En tiempos donde la velocidad parece dictar el pulso de la vida moderna, el regreso del tren de pasajeros entre Querétaro y San Luis Potosí no solo evoca una obra de infraestructura: despierta una memoria colectiva que alguna vez encontró en los rieles una forma de pertenecer al territorio. Hoy, esa nostalgia se traduce en proyecto, y el proyecto en promesa de desarrollo.
Bajo el impulso del gobernador Ricardo Gallardo Cardona, el Gobierno del Estado ha reforzado su coordinación con la federación para avanzar en esta ruta ferroviaria que busca transformar la movilidad en la región. Más que una obra aislada, se trata de una apuesta por reconectar ciudades, acortar distancias y reconfigurar la manera en que se habita el espacio potosino.

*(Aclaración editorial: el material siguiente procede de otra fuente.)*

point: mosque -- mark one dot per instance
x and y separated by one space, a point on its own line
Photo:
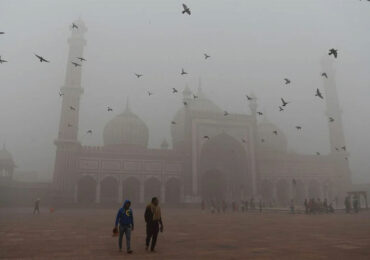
212 156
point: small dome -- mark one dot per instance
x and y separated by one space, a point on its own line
126 129
199 104
6 157
272 142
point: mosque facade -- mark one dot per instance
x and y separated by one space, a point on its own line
212 157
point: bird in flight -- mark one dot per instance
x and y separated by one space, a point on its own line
183 72
1 60
186 9
284 102
333 52
42 59
318 94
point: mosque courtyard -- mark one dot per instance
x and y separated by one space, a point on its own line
188 234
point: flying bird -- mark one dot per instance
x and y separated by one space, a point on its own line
318 94
333 52
1 60
42 59
284 102
183 72
186 9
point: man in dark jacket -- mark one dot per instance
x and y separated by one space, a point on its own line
125 219
153 220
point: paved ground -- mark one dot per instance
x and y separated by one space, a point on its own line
189 234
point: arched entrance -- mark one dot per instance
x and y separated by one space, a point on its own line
266 191
173 189
152 189
223 169
86 190
213 185
131 190
282 193
300 192
109 191
314 189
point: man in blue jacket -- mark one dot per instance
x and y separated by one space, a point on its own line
125 219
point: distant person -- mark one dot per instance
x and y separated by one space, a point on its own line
125 219
37 207
292 207
154 223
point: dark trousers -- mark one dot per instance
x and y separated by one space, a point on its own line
152 230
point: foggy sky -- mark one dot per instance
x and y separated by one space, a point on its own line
254 45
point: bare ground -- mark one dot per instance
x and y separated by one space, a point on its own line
189 234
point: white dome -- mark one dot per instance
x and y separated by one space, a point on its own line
126 129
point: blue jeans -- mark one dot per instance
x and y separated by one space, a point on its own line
124 229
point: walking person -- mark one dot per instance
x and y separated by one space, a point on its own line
37 207
154 223
125 219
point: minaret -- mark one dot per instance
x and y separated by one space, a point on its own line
333 109
67 143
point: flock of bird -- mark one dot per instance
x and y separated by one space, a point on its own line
186 10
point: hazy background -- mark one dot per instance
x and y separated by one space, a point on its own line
254 45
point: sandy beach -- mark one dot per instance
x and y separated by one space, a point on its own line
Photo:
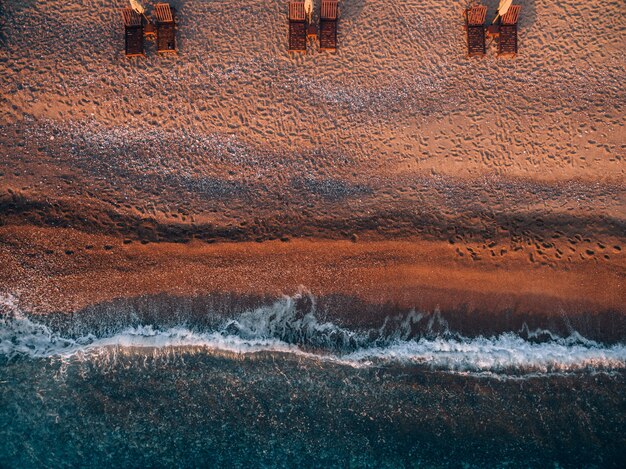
396 170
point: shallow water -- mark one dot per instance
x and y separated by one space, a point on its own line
278 387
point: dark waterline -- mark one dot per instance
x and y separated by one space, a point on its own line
278 386
188 407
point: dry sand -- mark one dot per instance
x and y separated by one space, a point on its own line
498 183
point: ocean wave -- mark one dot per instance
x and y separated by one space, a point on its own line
290 326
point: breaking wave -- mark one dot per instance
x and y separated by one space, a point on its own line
290 326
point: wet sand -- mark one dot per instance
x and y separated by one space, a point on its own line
485 185
53 270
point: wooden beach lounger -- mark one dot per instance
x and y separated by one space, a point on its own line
166 28
507 41
475 27
328 25
133 33
297 27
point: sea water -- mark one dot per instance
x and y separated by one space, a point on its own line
276 386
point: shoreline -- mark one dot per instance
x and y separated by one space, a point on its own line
55 270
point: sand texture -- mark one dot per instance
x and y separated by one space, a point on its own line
497 174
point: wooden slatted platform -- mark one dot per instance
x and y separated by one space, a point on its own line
329 15
507 41
475 28
511 16
133 33
297 27
166 28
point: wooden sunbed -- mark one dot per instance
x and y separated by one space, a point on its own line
166 28
297 27
133 37
507 41
475 28
329 14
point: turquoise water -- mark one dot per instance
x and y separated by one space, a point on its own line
276 386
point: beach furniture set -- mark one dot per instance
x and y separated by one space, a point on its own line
504 31
302 28
138 28
162 29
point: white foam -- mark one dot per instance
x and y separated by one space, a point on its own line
280 329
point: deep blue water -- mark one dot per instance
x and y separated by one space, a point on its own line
276 387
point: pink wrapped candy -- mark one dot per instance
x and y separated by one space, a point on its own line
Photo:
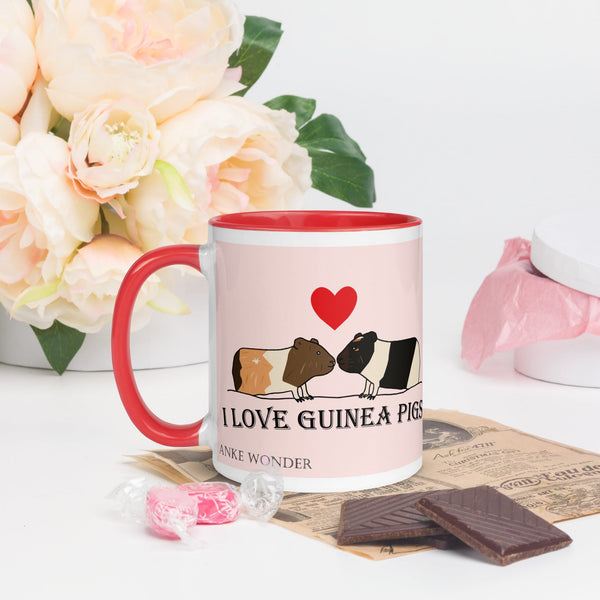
216 502
170 511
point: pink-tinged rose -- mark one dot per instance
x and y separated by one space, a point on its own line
53 207
42 223
112 144
18 62
39 115
22 247
91 281
166 54
234 156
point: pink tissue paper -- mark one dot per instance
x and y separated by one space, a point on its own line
517 305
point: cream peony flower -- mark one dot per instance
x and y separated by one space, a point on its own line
112 145
165 53
42 223
91 281
22 247
233 156
18 62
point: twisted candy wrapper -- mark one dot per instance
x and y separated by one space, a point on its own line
517 305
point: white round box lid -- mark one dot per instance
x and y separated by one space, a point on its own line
566 248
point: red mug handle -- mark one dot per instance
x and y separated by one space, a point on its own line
143 418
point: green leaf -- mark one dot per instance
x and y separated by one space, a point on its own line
304 108
176 186
326 132
62 129
104 225
345 177
261 37
60 344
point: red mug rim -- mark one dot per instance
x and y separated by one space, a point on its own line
314 220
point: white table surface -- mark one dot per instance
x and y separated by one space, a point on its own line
482 118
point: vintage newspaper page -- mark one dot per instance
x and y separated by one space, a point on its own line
555 481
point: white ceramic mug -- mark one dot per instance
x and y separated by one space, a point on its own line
315 347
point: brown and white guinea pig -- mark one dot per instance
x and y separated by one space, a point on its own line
258 371
393 365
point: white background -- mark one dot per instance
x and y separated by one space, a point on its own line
480 117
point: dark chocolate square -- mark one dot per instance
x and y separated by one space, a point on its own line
384 518
492 523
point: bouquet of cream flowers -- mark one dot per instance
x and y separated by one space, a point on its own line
124 126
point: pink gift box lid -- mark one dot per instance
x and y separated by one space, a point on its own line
566 248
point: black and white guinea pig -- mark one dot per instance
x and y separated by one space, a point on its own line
392 365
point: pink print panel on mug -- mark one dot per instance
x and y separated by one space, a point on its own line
292 323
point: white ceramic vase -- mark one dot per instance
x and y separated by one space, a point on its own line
166 341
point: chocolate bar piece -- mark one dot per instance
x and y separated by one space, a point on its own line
441 542
384 518
492 523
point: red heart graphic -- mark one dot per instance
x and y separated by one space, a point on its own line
331 308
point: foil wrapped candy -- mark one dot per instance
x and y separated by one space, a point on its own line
174 511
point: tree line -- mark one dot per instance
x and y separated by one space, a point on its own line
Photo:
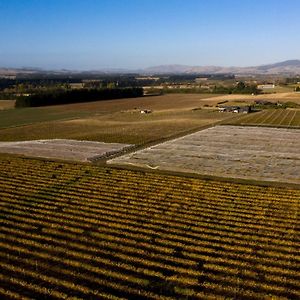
76 96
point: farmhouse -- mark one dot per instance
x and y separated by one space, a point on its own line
266 86
146 111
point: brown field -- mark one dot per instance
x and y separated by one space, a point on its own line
62 149
115 121
289 118
79 231
7 104
256 153
275 97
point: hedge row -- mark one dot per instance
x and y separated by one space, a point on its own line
76 96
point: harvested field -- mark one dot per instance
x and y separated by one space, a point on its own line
127 127
62 149
33 115
270 117
283 97
257 153
7 104
72 231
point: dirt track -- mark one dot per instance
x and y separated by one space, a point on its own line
264 154
62 149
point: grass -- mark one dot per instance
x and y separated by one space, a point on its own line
111 121
77 230
7 104
286 118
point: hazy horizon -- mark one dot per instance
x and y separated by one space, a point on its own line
133 34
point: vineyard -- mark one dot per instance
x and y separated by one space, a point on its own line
93 232
272 117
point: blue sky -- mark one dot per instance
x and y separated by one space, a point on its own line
95 34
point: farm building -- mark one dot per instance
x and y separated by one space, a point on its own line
146 111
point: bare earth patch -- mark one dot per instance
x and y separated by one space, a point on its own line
268 154
62 149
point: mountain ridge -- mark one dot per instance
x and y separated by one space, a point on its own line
287 67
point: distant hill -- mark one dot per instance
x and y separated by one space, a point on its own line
285 67
288 67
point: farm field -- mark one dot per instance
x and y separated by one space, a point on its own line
117 121
25 116
77 230
62 149
270 117
7 104
272 97
256 153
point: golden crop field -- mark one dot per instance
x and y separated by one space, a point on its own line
271 117
77 230
112 121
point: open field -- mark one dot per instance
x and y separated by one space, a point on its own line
256 153
7 104
282 97
270 117
62 149
25 116
91 232
117 121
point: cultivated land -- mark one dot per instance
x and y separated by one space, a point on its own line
273 97
62 149
7 104
270 117
257 153
77 230
116 121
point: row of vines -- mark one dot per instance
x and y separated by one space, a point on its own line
92 232
271 117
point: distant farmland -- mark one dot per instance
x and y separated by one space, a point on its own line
270 117
256 153
91 232
112 121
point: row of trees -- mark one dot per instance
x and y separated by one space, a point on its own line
76 96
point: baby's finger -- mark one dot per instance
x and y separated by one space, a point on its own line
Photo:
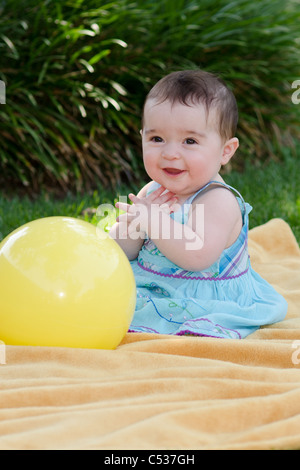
157 193
123 206
124 218
134 198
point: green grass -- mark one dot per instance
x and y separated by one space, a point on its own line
272 189
77 72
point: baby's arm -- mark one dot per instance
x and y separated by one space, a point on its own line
131 246
214 223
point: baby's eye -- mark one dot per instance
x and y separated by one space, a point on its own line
190 141
156 138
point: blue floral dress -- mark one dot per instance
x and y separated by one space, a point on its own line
227 300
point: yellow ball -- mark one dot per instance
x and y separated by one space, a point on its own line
64 283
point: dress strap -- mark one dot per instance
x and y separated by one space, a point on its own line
245 207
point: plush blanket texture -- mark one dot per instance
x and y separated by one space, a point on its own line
161 392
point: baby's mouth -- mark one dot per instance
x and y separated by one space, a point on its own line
173 171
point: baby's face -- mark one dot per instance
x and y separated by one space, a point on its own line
182 149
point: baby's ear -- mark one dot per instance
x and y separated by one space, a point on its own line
229 149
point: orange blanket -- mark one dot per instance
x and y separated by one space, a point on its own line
160 392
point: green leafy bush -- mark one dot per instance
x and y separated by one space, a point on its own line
77 73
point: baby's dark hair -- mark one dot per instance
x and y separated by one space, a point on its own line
191 87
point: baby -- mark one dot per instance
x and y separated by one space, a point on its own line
186 231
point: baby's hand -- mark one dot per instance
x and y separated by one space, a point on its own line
138 216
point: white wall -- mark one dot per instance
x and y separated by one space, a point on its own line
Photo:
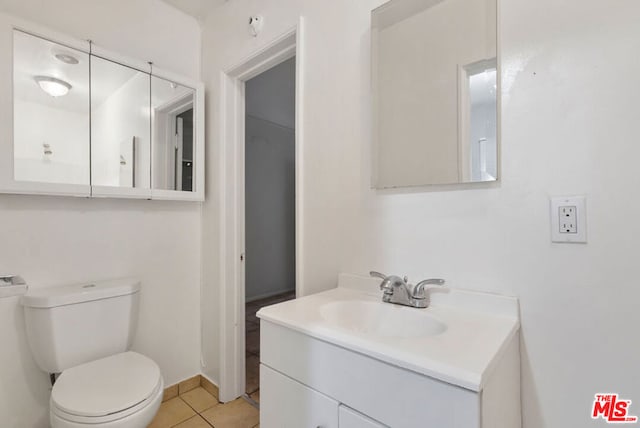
115 122
57 240
569 113
69 162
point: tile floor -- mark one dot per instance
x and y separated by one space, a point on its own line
252 337
198 408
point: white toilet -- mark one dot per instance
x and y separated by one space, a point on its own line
83 332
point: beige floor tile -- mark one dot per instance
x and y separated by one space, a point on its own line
209 386
171 413
195 422
199 399
189 384
252 374
236 414
170 392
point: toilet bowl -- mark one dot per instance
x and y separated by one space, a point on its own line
84 332
123 390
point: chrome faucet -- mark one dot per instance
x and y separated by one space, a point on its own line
399 291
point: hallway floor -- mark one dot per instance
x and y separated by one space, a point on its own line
252 332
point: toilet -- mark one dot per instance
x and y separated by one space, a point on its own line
84 333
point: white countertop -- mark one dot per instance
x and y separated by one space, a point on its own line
479 326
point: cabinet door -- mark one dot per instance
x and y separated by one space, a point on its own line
349 418
285 403
120 130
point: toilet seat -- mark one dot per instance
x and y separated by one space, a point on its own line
106 390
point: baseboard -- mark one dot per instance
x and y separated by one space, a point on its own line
188 384
269 294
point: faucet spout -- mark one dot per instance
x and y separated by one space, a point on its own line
419 289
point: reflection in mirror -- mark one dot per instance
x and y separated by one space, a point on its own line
435 92
51 111
120 133
173 135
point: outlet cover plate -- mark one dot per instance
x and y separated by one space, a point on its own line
570 208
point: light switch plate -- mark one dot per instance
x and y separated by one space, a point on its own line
569 219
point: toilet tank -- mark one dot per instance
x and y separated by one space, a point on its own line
74 324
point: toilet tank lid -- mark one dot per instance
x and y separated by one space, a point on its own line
51 297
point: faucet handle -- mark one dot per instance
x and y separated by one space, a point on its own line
419 289
378 275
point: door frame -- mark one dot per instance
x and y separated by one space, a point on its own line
232 187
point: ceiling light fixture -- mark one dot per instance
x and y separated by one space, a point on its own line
67 58
52 86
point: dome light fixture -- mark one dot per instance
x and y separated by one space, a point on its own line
66 58
52 86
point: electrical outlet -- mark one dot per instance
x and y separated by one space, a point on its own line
568 219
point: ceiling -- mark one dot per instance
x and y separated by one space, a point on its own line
199 9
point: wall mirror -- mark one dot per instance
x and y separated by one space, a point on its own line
51 111
88 122
435 92
172 112
120 125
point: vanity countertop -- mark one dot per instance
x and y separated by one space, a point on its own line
479 327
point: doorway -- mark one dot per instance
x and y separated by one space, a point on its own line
270 274
231 174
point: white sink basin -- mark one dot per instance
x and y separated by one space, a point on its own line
381 319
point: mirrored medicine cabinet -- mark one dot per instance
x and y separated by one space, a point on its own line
435 93
87 122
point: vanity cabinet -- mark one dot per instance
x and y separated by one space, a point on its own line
83 121
349 418
286 403
308 382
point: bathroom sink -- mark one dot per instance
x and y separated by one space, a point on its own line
381 319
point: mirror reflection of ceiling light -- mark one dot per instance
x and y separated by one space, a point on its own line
67 58
52 86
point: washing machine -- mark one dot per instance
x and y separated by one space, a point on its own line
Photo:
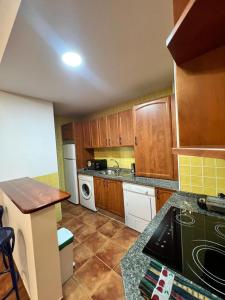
86 188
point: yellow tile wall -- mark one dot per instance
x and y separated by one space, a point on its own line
124 156
202 175
53 181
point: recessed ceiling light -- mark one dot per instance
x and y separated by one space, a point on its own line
72 59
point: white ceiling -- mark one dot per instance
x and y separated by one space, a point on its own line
122 43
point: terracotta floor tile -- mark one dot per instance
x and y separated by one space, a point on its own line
73 224
75 243
73 290
110 289
125 237
117 269
95 241
81 254
111 254
66 216
94 219
110 228
92 274
77 210
84 232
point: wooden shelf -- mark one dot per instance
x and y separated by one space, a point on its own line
201 151
200 28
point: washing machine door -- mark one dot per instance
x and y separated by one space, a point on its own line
86 190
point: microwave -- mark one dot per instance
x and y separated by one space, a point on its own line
97 164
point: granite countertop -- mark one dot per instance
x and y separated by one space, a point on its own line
154 182
134 264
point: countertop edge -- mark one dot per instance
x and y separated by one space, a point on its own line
36 208
146 181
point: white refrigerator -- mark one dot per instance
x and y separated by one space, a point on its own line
70 172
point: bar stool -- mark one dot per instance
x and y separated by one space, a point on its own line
3 256
7 242
1 214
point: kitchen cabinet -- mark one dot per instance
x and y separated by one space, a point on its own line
153 139
199 77
109 195
86 134
109 131
100 192
94 133
102 132
199 29
67 132
126 130
113 130
162 195
115 202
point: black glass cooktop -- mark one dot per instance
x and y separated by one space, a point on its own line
192 244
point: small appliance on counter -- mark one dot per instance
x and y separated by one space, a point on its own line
216 204
97 164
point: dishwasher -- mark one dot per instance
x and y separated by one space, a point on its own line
139 205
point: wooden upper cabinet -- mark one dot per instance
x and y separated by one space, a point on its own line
153 139
126 130
199 29
113 130
102 132
94 133
86 134
67 132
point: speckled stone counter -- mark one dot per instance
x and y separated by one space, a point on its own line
154 182
135 263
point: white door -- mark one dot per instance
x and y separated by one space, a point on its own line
69 151
71 179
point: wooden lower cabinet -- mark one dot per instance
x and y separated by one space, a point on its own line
109 195
162 195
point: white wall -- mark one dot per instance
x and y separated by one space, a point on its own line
27 137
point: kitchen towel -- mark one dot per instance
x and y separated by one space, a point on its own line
181 289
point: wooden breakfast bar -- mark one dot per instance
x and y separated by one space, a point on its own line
29 208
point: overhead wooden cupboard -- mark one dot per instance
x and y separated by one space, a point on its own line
197 44
115 130
153 139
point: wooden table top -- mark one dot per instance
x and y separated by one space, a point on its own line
30 195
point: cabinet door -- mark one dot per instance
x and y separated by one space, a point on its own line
86 134
113 130
126 130
153 139
94 133
115 203
100 188
162 195
82 154
102 132
67 132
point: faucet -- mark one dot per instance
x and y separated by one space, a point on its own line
117 165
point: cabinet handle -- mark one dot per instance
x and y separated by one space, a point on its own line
135 140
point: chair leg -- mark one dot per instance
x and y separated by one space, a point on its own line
13 276
4 261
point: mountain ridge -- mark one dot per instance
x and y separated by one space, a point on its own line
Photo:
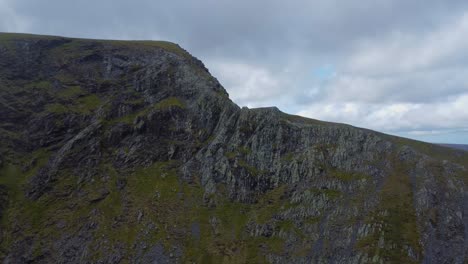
116 151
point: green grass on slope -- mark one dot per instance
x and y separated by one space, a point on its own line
395 221
77 42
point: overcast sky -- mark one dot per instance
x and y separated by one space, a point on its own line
398 66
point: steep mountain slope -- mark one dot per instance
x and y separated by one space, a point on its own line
131 152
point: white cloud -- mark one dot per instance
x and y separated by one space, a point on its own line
394 117
10 21
248 85
409 52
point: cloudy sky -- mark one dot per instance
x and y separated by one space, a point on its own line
396 66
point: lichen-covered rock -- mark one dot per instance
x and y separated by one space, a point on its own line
131 152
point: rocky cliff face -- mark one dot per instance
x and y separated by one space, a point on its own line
131 152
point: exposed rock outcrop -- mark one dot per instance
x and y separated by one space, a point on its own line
131 152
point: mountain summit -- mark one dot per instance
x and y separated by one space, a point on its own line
131 152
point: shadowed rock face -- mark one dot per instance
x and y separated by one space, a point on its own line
131 152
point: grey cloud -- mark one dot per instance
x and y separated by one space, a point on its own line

En una reunión virtual de trabajo, autoridades estatales sostuvieron diálogo con Néstor Núñez López, titular de la Unidad de Vinculación Institucional y Patrimonio de la Secretaría de Infraestructura, Comunicaciones y Transportes. El encuentro no fue un simple intercambio protocolario, sino una revisión puntual de avances y estrategias que delinean el camino de este ambicioso proyecto.
El tren Querétaro–San Luis Potosí aparece así como un símbolo de continuidad histórica. Donde antes los ferrocarriles tejían rutas comerciales y culturales, hoy se busca reactivar esa vocación con una visión moderna, capaz de responder a las exigencias de una economía dinámica y una población en crecimiento.
Pero más allá de los planos y las gestiones, hay un trasfondo profundamente humano. Cada kilómetro proyectado implica oportunidades: empleos, turismo, intercambio y una nueva narrativa para las comunidades que verán pasar, nuevamente, el pulso metálico del tren.
En ese sentido, la coordinación entre el Estado y la federación no solo consolida un proyecto de movilidad, sino también una idea de futuro compartido. Un futuro donde el desarrollo no se mide únicamente en infraestructura, sino en la capacidad de reconectar a las personas con su historia y con las rutas que alguna vez les dieron identidad.